Merab Dvalishvili i Cory Sandhagen spotkali się w drugiej walce wieczoru gali UFC 320 w Las Vegas. Pojedynek został zakontraktowany na pięć rund, a jego stawką był pas mistrzowski UFC w dywizji koguciej.
Panujący mistrz był wielkim faworytem starcia z Amerykaninem. Zarówno eksperci jak i inni zawodnicy organizacji UFC wskazywali Gruzina jako zwycięzcę potyczki. Dvalishvili również zapowiadał wygraną i udaną obronę pasa.
Cory Sandhagen trafił kilkukrotnie szybkim lewym sierpowym w pierwszej minucie walki. Amerykanin starał się wykorzystywać dystans ku temu by zaskoczyć mistrza. Merab także próbował trafiać jednak ruszył z akcją zapaśniczą i zawodnicy weszli w klincz. Dvalishvili pracował nad uzyskaniem obalenia co mu się udało jednak Sandhagen gwałtownie wstał. Dobra akcja kickbokserska Amerykanina, który trafił zarówno pięściami jak i niskimi kopnięciami. Odrobina brudnego boksu w klinczu w wykonaniu Meraba. Kolejna celna akcja Sandhagena, który trafił mocno kolanem.
Merab Dvalishvili gwałtownie poszedł w klincz i zapasy. Sandhagen dał się sprowadzić jednak ponownie bardzo gwałtownie wstał. Rozerwanie klinczu i akcje kickbokserskie Cory’ego. Dobra szarża Dvalishvilego, który ruszył z serią ciosów, którymi naruszył Sandhagena. Merab jest bardzo blisko skończenia rywala i zasypuje go kolejnymi uderzeniami pod siatką w parterze. Sandhagen zdołał przetrwać i ponownie broni się w stójce. Udane sprowadzenie mistrza, który ładnie wyciął oponenta i kontynuuje natarcie ciosami. Po powrocie do stójki kolejne zaciągnięcie do parteru. Ależ Merab umęcza Amerykanina.

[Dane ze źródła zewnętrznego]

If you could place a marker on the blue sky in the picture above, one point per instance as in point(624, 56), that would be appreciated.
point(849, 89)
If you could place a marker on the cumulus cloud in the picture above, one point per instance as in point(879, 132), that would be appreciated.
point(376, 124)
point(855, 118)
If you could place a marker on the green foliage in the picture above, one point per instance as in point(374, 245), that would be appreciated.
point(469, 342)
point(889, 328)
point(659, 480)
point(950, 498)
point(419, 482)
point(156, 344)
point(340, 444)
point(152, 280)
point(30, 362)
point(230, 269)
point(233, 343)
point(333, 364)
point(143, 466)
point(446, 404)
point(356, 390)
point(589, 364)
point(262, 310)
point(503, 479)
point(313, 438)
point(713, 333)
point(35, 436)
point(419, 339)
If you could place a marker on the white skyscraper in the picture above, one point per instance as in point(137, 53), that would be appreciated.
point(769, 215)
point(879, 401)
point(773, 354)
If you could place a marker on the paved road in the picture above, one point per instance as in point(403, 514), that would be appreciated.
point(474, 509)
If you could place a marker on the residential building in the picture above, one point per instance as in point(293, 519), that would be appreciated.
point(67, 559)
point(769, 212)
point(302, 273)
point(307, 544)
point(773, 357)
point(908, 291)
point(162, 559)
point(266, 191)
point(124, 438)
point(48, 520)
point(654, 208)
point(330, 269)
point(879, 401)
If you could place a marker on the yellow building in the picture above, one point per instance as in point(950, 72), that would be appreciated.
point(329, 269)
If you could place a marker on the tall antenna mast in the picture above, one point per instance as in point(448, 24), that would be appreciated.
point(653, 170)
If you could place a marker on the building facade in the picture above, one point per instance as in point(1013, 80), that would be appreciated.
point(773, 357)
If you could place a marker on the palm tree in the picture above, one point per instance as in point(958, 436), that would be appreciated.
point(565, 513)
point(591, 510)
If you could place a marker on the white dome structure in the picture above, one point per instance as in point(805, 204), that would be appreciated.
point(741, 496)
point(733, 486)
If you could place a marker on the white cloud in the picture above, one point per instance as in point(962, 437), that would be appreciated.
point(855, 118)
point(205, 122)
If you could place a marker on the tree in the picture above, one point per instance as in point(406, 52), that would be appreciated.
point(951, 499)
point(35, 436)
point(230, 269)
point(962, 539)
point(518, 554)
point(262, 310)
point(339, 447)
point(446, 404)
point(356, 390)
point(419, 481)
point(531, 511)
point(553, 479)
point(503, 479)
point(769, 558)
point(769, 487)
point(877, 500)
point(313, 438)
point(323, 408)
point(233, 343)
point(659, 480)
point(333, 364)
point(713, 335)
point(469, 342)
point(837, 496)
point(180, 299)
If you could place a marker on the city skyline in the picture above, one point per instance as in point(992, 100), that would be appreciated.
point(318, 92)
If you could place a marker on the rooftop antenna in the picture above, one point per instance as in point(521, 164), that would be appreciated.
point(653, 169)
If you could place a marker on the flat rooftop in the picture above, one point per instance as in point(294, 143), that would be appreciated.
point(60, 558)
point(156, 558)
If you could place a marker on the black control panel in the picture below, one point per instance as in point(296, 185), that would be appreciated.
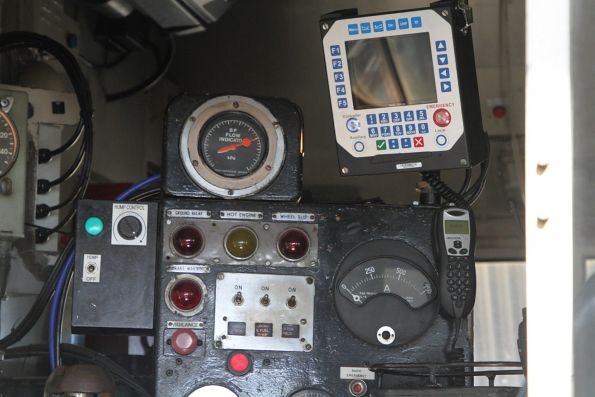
point(280, 299)
point(114, 269)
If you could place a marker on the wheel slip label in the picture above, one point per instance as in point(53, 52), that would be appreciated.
point(293, 217)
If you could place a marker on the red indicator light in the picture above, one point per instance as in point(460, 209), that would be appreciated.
point(184, 342)
point(187, 241)
point(186, 294)
point(442, 117)
point(293, 244)
point(239, 363)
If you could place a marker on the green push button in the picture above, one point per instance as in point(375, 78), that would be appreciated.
point(94, 226)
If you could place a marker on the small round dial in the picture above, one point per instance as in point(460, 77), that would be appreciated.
point(387, 276)
point(233, 144)
point(9, 144)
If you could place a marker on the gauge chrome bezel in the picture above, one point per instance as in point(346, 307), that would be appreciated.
point(15, 135)
point(211, 181)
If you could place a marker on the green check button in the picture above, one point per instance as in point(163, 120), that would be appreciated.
point(380, 144)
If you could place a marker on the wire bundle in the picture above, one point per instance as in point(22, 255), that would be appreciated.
point(19, 40)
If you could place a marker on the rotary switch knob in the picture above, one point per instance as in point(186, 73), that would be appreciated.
point(130, 227)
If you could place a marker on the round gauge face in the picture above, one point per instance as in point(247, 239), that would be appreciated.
point(233, 144)
point(9, 144)
point(380, 276)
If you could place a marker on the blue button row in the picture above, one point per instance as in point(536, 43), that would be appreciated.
point(381, 26)
point(443, 72)
point(397, 130)
point(339, 77)
point(396, 117)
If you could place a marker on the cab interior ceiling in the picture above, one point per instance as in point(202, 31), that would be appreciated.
point(280, 55)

Sandhagen rozpoczął trzecią rundę aktywnie chcąc zabrać Merabowi miejsce i narzucić tempo akcji. Dvalishvili jednak sprytnie skrócił dystans i przeszedł do tego co potrafi najlepiej. Sandhagen zdołał się wybronić i przeszedł do trzymania mistrza na dystans. Pretendent podjął próbę ataków długimi prostymi. Mimo, iż Amerykanin nie wygląda w tej walce źle to różnicę robią niezwykle dynamiczne wejścia Meraba, który łapiąc pretendenta gwałtownie go wycina i rzuca nim o matę. Kolejne udane zaciągnięcie do parteru ze strony Gruzina.

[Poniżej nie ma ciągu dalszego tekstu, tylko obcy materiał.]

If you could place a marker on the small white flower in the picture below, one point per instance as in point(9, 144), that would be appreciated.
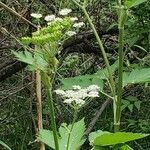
point(68, 101)
point(49, 23)
point(79, 24)
point(58, 19)
point(69, 93)
point(71, 33)
point(49, 18)
point(60, 92)
point(65, 11)
point(37, 16)
point(79, 101)
point(73, 18)
point(76, 87)
point(93, 88)
point(93, 94)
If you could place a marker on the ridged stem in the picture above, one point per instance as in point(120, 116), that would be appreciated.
point(117, 102)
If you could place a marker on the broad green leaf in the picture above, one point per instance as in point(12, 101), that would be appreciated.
point(25, 57)
point(5, 145)
point(86, 80)
point(95, 134)
point(126, 147)
point(83, 81)
point(100, 148)
point(117, 138)
point(136, 76)
point(133, 3)
point(76, 135)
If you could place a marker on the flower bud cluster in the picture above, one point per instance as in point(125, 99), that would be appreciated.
point(77, 94)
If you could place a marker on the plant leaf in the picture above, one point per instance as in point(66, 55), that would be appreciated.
point(46, 136)
point(86, 80)
point(137, 105)
point(5, 145)
point(136, 76)
point(126, 147)
point(95, 134)
point(83, 81)
point(25, 57)
point(117, 138)
point(132, 3)
point(76, 135)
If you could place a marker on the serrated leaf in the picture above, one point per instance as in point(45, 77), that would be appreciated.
point(76, 135)
point(5, 145)
point(117, 138)
point(136, 76)
point(133, 3)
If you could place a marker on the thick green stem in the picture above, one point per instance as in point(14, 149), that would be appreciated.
point(52, 115)
point(112, 84)
point(118, 100)
point(73, 122)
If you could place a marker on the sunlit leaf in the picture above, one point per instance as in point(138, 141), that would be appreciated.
point(117, 138)
point(5, 145)
point(136, 76)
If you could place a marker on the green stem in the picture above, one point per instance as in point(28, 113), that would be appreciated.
point(118, 100)
point(102, 50)
point(73, 122)
point(52, 115)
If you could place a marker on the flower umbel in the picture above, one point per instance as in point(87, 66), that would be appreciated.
point(77, 95)
point(49, 18)
point(65, 11)
point(79, 24)
point(70, 33)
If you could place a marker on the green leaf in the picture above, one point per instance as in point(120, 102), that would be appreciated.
point(126, 147)
point(25, 57)
point(136, 76)
point(83, 81)
point(131, 107)
point(117, 138)
point(76, 135)
point(95, 134)
point(103, 73)
point(46, 136)
point(137, 105)
point(86, 80)
point(133, 3)
point(3, 144)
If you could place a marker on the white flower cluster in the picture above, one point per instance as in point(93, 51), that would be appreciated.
point(65, 11)
point(78, 94)
point(36, 15)
point(62, 12)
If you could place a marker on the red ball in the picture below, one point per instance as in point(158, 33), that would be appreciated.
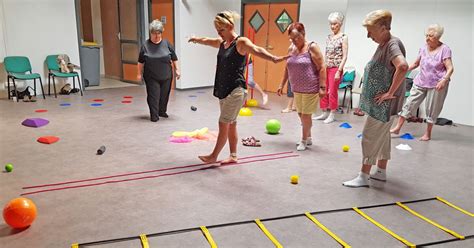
point(19, 212)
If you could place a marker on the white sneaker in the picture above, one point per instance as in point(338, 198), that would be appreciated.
point(379, 175)
point(301, 146)
point(362, 180)
point(329, 119)
point(323, 116)
point(309, 142)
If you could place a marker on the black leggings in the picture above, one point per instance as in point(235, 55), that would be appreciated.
point(158, 93)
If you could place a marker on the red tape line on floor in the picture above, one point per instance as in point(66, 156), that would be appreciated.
point(156, 176)
point(144, 172)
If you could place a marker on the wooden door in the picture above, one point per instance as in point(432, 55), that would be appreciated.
point(129, 39)
point(259, 14)
point(269, 20)
point(110, 41)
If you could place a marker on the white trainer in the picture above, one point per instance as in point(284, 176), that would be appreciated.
point(323, 116)
point(309, 142)
point(301, 146)
point(362, 180)
point(379, 175)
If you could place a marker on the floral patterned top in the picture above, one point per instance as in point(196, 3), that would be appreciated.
point(378, 76)
point(334, 51)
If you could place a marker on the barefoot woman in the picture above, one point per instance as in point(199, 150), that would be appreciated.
point(229, 84)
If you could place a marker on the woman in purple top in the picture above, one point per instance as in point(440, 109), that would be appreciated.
point(306, 72)
point(436, 68)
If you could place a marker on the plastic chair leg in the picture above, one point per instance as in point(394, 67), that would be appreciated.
point(42, 90)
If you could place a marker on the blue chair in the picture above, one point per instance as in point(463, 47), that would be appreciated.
point(17, 68)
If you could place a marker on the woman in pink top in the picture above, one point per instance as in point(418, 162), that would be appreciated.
point(431, 84)
point(306, 71)
point(336, 56)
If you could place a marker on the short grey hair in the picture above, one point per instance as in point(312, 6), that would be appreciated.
point(336, 17)
point(379, 17)
point(156, 26)
point(438, 29)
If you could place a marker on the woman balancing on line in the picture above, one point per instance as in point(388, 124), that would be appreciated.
point(229, 84)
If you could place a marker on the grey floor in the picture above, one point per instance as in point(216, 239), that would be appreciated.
point(442, 167)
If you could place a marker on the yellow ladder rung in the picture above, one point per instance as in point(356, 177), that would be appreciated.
point(320, 225)
point(406, 242)
point(454, 206)
point(208, 236)
point(144, 241)
point(455, 234)
point(269, 235)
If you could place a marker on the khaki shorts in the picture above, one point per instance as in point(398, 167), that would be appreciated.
point(376, 140)
point(230, 106)
point(306, 103)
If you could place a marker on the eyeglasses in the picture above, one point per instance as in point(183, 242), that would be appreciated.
point(225, 17)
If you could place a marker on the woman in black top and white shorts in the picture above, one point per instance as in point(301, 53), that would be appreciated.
point(229, 84)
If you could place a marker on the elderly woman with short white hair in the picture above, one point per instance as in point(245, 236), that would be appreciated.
point(156, 61)
point(382, 96)
point(431, 84)
point(335, 57)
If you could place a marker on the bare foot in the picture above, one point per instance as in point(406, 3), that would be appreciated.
point(425, 138)
point(230, 160)
point(395, 130)
point(209, 159)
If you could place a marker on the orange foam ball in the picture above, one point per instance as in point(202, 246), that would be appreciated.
point(19, 212)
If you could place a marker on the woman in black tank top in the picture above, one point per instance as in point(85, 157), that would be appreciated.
point(229, 84)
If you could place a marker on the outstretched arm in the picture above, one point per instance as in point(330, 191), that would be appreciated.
point(401, 68)
point(245, 46)
point(213, 42)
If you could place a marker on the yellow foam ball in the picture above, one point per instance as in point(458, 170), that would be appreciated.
point(252, 103)
point(294, 179)
point(345, 148)
point(245, 112)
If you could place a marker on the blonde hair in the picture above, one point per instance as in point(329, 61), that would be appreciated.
point(378, 17)
point(438, 29)
point(336, 17)
point(226, 17)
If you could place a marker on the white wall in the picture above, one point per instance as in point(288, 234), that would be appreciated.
point(410, 18)
point(37, 28)
point(198, 63)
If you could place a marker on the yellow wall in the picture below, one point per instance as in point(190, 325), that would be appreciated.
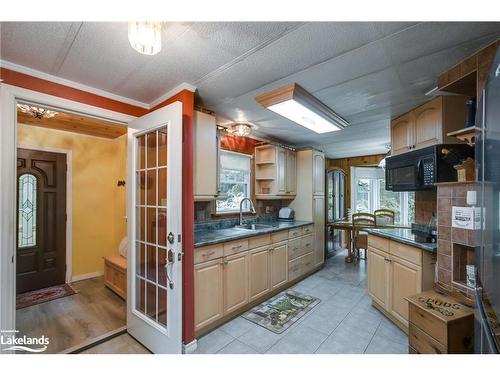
point(99, 206)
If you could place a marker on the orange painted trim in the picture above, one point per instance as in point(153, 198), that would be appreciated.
point(187, 99)
point(14, 78)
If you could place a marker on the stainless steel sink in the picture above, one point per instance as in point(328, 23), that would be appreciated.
point(253, 226)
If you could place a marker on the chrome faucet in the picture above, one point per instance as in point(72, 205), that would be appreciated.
point(252, 208)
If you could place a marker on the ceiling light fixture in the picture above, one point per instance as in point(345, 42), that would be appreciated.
point(145, 36)
point(241, 130)
point(36, 112)
point(296, 104)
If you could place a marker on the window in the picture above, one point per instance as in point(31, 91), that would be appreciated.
point(234, 181)
point(27, 210)
point(368, 185)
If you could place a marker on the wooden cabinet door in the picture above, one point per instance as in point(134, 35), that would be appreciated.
point(401, 134)
point(319, 229)
point(318, 173)
point(259, 272)
point(279, 265)
point(406, 280)
point(428, 122)
point(235, 282)
point(378, 276)
point(281, 171)
point(291, 173)
point(206, 158)
point(208, 293)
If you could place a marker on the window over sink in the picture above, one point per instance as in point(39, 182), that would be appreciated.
point(235, 177)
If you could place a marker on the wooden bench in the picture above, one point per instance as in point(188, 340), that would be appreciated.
point(115, 274)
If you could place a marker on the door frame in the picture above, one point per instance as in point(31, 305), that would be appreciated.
point(9, 96)
point(69, 200)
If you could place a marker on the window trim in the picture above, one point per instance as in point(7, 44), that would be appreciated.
point(250, 184)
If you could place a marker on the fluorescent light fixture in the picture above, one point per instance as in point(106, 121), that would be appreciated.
point(296, 104)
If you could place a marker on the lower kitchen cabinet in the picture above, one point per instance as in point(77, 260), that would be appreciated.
point(235, 284)
point(279, 265)
point(208, 289)
point(395, 272)
point(260, 281)
point(378, 277)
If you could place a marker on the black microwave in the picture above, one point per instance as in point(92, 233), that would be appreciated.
point(421, 169)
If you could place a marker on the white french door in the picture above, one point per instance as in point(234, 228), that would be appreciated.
point(154, 297)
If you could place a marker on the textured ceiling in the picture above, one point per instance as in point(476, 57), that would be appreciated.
point(367, 72)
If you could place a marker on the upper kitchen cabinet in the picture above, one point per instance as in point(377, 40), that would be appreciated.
point(318, 173)
point(275, 172)
point(206, 157)
point(428, 124)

W czwartej odsłonie niemal cała pierwsza minuta była stójkowa jednak kilka w tym było akcji z obu stron. Dvalishvili przeszedł, więc do zapasów. Po rozerwaniu klinczu zawodnicy spokojnie wymieniali ciosy i Merab wystrzelił dobrym wysokim kopnięciem. Kolejna porcja kolan w zwarciu, zapasów pod siatką jednak nastąpiło zerwanie i Sandhagen przeszedł do ofensywy. Amerykanin trafił zarówno kopnięciami jak i ciosami. Merab skontrolował jednak sytuację świetnym obaleniem i utrzymał rywala na macie do końca odsłony.

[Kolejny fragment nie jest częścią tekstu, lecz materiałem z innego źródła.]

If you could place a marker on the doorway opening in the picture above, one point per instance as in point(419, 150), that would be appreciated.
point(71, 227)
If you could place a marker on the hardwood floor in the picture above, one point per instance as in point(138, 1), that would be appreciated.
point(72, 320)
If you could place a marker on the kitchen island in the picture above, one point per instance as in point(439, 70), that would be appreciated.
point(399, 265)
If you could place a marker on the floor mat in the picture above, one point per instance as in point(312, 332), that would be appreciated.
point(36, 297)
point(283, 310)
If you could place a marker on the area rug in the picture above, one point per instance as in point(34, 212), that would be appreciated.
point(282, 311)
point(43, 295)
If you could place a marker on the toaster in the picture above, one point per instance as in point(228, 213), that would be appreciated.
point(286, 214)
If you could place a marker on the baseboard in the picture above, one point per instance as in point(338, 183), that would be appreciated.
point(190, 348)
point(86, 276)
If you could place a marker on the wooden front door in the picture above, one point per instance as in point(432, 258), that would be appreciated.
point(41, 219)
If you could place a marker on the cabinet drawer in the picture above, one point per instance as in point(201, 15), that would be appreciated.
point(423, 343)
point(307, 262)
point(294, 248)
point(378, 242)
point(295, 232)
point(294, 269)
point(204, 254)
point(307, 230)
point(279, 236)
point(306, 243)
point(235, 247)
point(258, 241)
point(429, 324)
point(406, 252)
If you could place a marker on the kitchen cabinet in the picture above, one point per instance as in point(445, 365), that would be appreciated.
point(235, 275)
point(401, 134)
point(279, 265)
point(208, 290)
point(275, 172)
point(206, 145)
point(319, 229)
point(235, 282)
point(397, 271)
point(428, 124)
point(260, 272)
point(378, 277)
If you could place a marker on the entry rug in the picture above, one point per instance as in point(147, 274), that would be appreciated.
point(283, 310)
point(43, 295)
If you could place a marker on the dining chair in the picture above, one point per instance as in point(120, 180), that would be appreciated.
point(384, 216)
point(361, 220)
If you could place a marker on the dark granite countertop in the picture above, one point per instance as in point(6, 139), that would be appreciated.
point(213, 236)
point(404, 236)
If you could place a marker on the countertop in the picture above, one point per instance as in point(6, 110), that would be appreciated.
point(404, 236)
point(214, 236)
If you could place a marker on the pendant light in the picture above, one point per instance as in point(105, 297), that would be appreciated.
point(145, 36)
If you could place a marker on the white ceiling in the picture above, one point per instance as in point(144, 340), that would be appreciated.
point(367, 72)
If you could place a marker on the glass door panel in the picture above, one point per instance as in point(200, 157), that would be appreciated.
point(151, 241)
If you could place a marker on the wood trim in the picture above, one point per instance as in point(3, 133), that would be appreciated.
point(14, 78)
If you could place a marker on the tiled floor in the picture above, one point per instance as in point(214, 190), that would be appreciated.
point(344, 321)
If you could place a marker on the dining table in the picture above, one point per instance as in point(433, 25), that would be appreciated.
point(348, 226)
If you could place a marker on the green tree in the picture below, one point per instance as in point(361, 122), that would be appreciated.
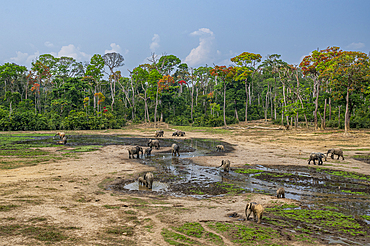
point(246, 63)
point(226, 75)
point(348, 70)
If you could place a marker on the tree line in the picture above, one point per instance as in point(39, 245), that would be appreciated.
point(329, 88)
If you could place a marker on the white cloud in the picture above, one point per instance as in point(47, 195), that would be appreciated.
point(155, 43)
point(48, 44)
point(115, 48)
point(24, 58)
point(356, 46)
point(202, 53)
point(72, 51)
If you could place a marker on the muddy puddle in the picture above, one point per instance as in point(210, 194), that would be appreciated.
point(339, 195)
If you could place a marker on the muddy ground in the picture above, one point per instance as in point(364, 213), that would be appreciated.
point(70, 201)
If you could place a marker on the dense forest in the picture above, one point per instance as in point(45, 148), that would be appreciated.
point(329, 88)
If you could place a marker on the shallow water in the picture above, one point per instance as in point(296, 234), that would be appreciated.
point(308, 185)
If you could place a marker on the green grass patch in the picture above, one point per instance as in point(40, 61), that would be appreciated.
point(120, 230)
point(244, 234)
point(230, 188)
point(177, 239)
point(248, 171)
point(353, 192)
point(191, 229)
point(326, 219)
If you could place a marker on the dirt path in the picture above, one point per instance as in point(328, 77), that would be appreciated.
point(65, 202)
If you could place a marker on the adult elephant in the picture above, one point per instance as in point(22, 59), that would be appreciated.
point(135, 151)
point(154, 143)
point(175, 149)
point(316, 156)
point(338, 152)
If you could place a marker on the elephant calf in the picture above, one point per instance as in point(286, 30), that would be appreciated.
point(159, 133)
point(135, 151)
point(148, 151)
point(256, 209)
point(178, 133)
point(316, 156)
point(226, 165)
point(149, 179)
point(280, 193)
point(60, 134)
point(338, 152)
point(220, 148)
point(142, 181)
point(175, 149)
point(154, 143)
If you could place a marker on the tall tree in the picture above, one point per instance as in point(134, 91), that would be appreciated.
point(113, 61)
point(246, 63)
point(310, 66)
point(349, 70)
point(94, 73)
point(225, 74)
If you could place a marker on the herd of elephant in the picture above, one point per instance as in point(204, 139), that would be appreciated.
point(317, 156)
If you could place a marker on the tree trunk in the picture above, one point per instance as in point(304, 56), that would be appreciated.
point(225, 103)
point(346, 117)
point(339, 116)
point(192, 103)
point(329, 108)
point(317, 86)
point(155, 109)
point(323, 122)
point(236, 112)
point(246, 102)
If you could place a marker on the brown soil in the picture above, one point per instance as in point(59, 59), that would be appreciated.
point(70, 194)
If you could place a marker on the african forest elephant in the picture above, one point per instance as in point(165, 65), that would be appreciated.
point(256, 209)
point(154, 143)
point(159, 133)
point(148, 151)
point(135, 151)
point(142, 181)
point(220, 147)
point(175, 149)
point(60, 134)
point(149, 179)
point(178, 133)
point(63, 141)
point(316, 156)
point(338, 152)
point(280, 193)
point(226, 165)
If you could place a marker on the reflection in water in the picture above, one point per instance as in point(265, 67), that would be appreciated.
point(312, 187)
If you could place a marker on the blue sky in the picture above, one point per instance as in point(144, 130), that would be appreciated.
point(198, 32)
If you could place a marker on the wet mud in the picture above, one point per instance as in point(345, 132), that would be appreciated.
point(334, 205)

Fantastyczne dynamiczne sprowadzenie na początku finałowej, piątej rundy. Merab nie trzyma jednak na siłę Sandhagena na macie. Niespodziewanie to Dvalishvili trafia celniej i częściej co tylko ułatwia mu ponowne przeniesienie walki do parteru. Sandhagen wyprowadza dobrą obrotówkę na korpus Meraba. Dobry moment i fajna wymiana ciosów w stójce. Solidna końcówka, ale wygrana na pewno padnie łupem mistrza, który tym samym obroni pas. Merab Dvalishvili pokonał Cory’ego Sandhagena po jednogłośnej decyzji sędziów.